Last Sunday K’s family had a reunion in a park to the west of the Twin Cities. We occupied an open shed, and before the food, we prayed and sang, and after the food we chatted. It was a pleasantly informal gathering and had the feel of people who don’t see each other very often getting better acquainted.
I’ve been around K’s family for decades but am not part of it, so no one knows quite what to do with me, and, I must admit, the converse is equally true. But lots of smiles and chatter about ancestors made it all quite tolerable.
Now I can confess that the part of the day which made me truly glad was the hour and some drive away from the city and through countryside, which when I traversed it on occasion as a child, was rural. Nothing but farm houses, fields, silos and the usual accoutrements of the agricultural trade.
That was several decades ago, and the intrusion of national enterprises, from gas stations to restaurant chains to big box retailers, has changed all that.
Even so, there are stretches where one sees nothing but corn and soybeans, growing quickly towards the harvest, and behind the fields or next to the road were family farms, one after another. Occasionally, there would be an informal sign about the “Fresh Corn” for sale, and one could see members of the family gathered around a table under a shade tree, drinking coffee and chatting, while they waited for customers to stop by.
The day was pleasant, full to the brim with sun and blue sky, and the hum of the car lulled me so that I felt I was floating along, in a time not quite the past and not the present either, and that my trip had some meaning beyond a drive to and from a family reunion.
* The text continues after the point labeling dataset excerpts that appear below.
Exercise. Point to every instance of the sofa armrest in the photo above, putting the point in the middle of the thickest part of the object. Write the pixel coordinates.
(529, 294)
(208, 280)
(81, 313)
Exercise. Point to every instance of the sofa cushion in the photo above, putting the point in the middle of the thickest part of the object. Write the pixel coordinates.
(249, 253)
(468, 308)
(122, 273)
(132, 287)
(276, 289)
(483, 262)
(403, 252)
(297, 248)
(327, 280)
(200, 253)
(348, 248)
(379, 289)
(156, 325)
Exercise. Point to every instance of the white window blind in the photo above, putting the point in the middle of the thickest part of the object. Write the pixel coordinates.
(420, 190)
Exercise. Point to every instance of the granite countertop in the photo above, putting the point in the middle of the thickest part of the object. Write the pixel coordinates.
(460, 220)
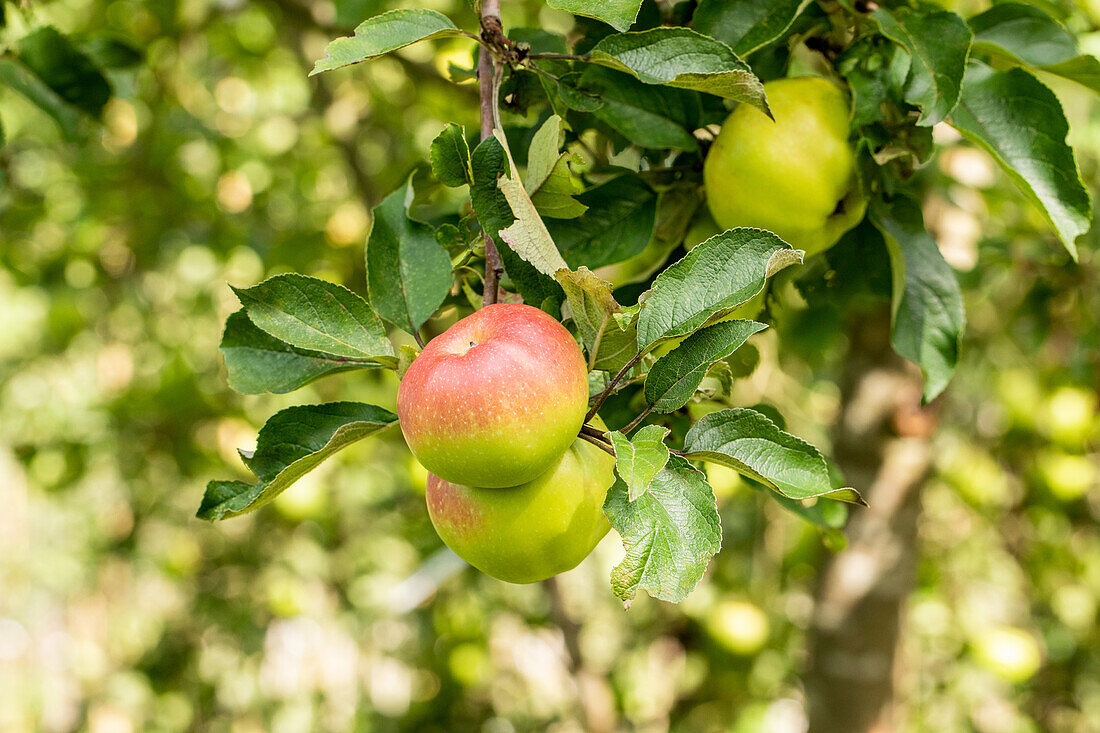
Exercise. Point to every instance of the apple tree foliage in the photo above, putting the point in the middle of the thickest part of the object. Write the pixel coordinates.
(651, 84)
(67, 78)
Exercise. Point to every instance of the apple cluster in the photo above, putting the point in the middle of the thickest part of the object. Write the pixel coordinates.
(492, 407)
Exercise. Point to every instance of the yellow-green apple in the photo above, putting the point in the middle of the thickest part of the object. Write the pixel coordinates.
(528, 533)
(794, 176)
(496, 398)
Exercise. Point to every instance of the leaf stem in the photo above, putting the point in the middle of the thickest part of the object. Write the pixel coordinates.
(488, 85)
(611, 385)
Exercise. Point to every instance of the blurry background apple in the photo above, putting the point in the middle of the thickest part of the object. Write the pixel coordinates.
(794, 176)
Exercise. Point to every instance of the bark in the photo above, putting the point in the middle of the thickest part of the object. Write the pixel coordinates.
(882, 445)
(487, 91)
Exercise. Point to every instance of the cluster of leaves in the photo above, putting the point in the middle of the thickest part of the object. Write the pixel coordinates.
(640, 79)
(64, 77)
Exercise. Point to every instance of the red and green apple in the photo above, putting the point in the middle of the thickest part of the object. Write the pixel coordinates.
(496, 398)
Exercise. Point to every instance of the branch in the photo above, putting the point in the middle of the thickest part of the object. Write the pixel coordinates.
(636, 422)
(488, 88)
(597, 442)
(611, 386)
(595, 433)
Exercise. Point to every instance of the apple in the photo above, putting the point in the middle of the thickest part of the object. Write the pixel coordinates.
(534, 531)
(496, 398)
(794, 176)
(738, 625)
(1010, 653)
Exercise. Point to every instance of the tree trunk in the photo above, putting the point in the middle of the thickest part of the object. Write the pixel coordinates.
(882, 445)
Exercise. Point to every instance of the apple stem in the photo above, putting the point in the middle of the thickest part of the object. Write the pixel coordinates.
(488, 89)
(595, 433)
(597, 442)
(636, 422)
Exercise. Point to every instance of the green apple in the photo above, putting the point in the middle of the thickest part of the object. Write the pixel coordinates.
(1068, 477)
(496, 398)
(1069, 415)
(531, 532)
(794, 176)
(738, 625)
(1010, 653)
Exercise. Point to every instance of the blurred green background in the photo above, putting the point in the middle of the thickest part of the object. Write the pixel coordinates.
(337, 608)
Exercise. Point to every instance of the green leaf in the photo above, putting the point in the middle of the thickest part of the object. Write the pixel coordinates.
(527, 234)
(408, 273)
(490, 163)
(938, 42)
(590, 301)
(550, 182)
(65, 69)
(638, 460)
(648, 116)
(1026, 32)
(384, 33)
(828, 515)
(1029, 35)
(710, 282)
(1020, 122)
(257, 362)
(746, 25)
(292, 444)
(751, 445)
(316, 315)
(617, 226)
(617, 13)
(18, 77)
(594, 309)
(928, 318)
(681, 57)
(670, 533)
(673, 379)
(450, 156)
(110, 53)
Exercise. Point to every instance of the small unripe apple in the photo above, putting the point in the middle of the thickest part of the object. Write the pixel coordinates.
(738, 625)
(794, 176)
(1010, 653)
(496, 398)
(531, 532)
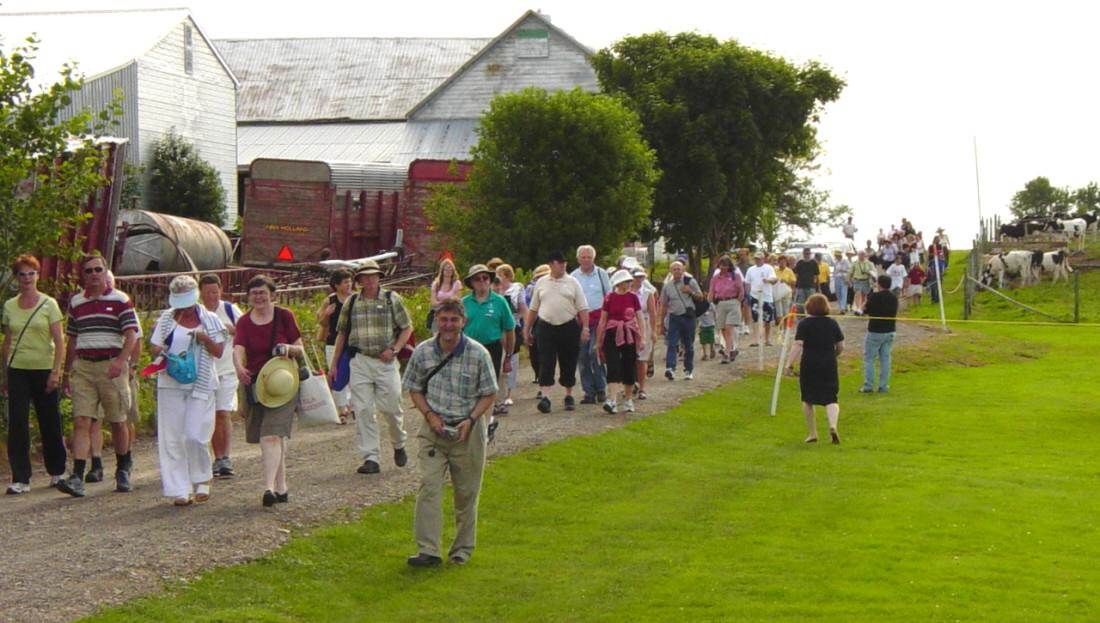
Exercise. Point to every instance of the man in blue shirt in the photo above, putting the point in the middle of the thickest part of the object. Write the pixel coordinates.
(595, 284)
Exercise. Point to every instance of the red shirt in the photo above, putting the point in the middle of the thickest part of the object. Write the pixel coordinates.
(915, 275)
(257, 339)
(622, 306)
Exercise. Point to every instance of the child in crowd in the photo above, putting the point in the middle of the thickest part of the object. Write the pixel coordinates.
(916, 276)
(706, 334)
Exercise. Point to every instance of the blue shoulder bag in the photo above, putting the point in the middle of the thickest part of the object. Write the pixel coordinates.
(183, 367)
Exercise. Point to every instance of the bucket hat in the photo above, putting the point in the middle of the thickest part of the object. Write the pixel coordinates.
(620, 276)
(183, 292)
(474, 271)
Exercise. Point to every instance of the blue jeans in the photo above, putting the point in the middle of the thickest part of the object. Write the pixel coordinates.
(593, 376)
(840, 287)
(877, 346)
(681, 330)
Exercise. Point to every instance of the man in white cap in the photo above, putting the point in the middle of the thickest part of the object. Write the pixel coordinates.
(102, 329)
(376, 325)
(226, 395)
(451, 381)
(760, 279)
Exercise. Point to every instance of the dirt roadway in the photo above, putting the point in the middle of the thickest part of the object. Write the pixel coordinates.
(65, 557)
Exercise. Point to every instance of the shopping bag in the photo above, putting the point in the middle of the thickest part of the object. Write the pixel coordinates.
(316, 405)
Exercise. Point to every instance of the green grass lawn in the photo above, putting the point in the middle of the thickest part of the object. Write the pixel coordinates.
(967, 493)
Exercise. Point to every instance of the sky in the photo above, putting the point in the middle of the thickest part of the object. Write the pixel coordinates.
(927, 82)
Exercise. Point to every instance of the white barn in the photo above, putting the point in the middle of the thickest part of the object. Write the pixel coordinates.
(168, 73)
(389, 100)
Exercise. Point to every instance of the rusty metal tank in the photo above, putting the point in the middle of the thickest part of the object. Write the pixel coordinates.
(154, 242)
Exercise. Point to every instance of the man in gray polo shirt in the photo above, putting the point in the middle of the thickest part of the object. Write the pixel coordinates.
(451, 381)
(596, 284)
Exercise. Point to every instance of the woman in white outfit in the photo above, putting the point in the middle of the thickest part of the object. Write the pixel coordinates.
(514, 293)
(185, 411)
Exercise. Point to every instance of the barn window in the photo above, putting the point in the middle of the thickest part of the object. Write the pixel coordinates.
(532, 43)
(188, 50)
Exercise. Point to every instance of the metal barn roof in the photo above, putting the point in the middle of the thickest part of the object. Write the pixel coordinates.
(396, 142)
(99, 41)
(354, 79)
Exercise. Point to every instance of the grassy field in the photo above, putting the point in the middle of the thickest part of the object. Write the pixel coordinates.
(967, 493)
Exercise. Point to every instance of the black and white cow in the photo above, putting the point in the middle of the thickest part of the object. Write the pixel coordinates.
(1012, 264)
(1013, 230)
(1057, 264)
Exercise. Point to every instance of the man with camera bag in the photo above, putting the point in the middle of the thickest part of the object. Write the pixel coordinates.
(451, 381)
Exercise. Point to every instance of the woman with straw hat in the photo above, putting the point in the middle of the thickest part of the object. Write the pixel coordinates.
(266, 340)
(618, 337)
(185, 393)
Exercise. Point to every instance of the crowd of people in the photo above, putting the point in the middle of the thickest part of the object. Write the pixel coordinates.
(600, 326)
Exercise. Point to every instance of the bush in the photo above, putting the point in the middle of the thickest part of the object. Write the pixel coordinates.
(184, 184)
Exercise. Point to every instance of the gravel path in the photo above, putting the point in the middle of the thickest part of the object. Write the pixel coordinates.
(65, 557)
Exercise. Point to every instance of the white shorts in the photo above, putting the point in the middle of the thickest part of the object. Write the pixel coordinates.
(226, 394)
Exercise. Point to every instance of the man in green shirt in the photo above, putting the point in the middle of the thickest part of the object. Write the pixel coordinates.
(862, 272)
(488, 318)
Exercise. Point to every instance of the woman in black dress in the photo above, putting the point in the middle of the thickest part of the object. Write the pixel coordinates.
(822, 342)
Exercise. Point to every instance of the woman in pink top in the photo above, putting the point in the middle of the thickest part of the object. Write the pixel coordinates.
(727, 287)
(446, 285)
(618, 337)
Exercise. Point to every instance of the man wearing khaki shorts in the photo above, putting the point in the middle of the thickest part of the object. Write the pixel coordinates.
(101, 329)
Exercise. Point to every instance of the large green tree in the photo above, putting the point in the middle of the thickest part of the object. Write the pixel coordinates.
(1087, 198)
(550, 172)
(733, 127)
(1040, 198)
(184, 184)
(48, 163)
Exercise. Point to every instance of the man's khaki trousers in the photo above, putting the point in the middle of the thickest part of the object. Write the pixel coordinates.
(465, 461)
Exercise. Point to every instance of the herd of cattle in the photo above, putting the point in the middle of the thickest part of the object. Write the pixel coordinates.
(1029, 266)
(1071, 227)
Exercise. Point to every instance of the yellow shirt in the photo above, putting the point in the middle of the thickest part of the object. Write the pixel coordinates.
(35, 351)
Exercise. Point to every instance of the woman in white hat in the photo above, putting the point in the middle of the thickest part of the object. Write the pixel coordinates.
(645, 292)
(618, 337)
(266, 339)
(188, 335)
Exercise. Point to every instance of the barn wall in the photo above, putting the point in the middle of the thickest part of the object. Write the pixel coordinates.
(201, 106)
(501, 70)
(98, 94)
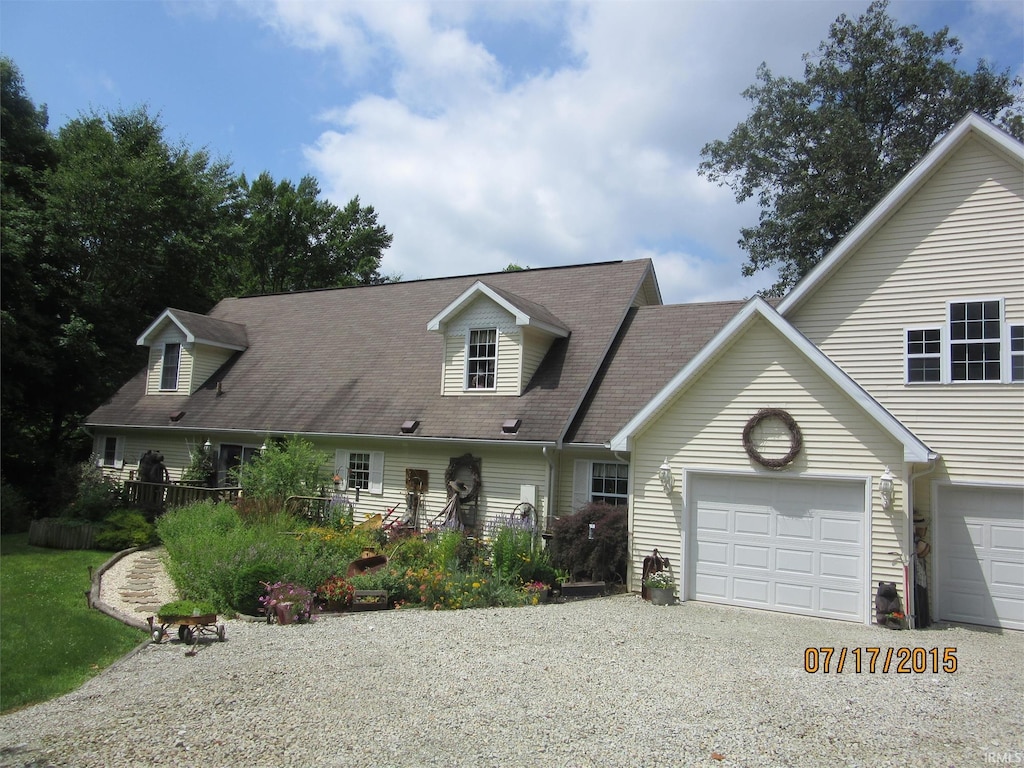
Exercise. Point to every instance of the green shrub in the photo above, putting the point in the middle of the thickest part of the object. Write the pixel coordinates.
(290, 467)
(125, 529)
(602, 558)
(95, 495)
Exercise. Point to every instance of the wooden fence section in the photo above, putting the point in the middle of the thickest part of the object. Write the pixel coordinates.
(52, 532)
(158, 496)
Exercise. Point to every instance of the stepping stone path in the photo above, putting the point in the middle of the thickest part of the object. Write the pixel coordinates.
(139, 590)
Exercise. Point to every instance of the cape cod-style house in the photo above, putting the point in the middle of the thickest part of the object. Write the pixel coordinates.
(867, 428)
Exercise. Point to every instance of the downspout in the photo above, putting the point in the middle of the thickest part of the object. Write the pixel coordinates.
(909, 589)
(552, 486)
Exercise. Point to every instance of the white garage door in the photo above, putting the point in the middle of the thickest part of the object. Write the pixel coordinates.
(793, 546)
(980, 556)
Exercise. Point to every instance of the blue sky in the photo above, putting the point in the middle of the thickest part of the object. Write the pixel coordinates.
(483, 133)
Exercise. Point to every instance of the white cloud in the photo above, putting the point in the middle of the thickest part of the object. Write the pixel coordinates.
(595, 160)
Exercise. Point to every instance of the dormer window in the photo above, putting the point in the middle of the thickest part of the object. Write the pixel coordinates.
(170, 366)
(481, 358)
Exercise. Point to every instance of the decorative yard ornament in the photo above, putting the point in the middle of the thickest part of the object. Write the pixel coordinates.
(886, 488)
(665, 475)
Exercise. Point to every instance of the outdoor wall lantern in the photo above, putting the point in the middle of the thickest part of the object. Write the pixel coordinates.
(886, 487)
(665, 475)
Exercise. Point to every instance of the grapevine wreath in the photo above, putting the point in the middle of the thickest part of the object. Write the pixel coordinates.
(796, 437)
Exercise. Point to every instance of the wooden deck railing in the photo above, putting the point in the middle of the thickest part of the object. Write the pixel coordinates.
(158, 496)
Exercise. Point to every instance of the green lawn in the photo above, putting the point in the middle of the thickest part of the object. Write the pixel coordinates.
(50, 641)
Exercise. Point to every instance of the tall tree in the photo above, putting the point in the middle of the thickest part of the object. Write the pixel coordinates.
(292, 240)
(27, 325)
(819, 152)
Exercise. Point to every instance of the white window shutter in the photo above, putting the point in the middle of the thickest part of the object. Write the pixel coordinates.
(341, 467)
(581, 483)
(376, 472)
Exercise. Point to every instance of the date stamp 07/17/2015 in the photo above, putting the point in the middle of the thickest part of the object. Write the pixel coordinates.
(870, 659)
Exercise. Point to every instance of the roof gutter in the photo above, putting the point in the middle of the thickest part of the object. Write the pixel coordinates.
(334, 435)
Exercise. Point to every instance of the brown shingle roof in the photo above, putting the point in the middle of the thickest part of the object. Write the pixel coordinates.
(360, 360)
(654, 344)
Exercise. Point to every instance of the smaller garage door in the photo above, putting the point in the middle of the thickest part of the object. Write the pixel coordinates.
(788, 545)
(980, 556)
I do not know what great significance there might be in several members of a family, sitting around a table drinking coffee, eating home baked muffins, and talking to each other, whether they are at a reunion or just waiting for somebody to buy a dozen ears of corn.
In a world of frequently fetid monologues, demagogues, and spinning of the truth, a family conversation may be both rare and undervalued, as much for what is not said as what is.
And in the silence between the words, one can be struck by the sounds of the wind through the trees, songs of the birds, and even the sound of the traveler in the car passing by, headed for a conversation down the road.
No radio, no tv, no game boy, no cell phone, no PDA…what could be better on a fine clear August morning than the songs sung by families along the open road?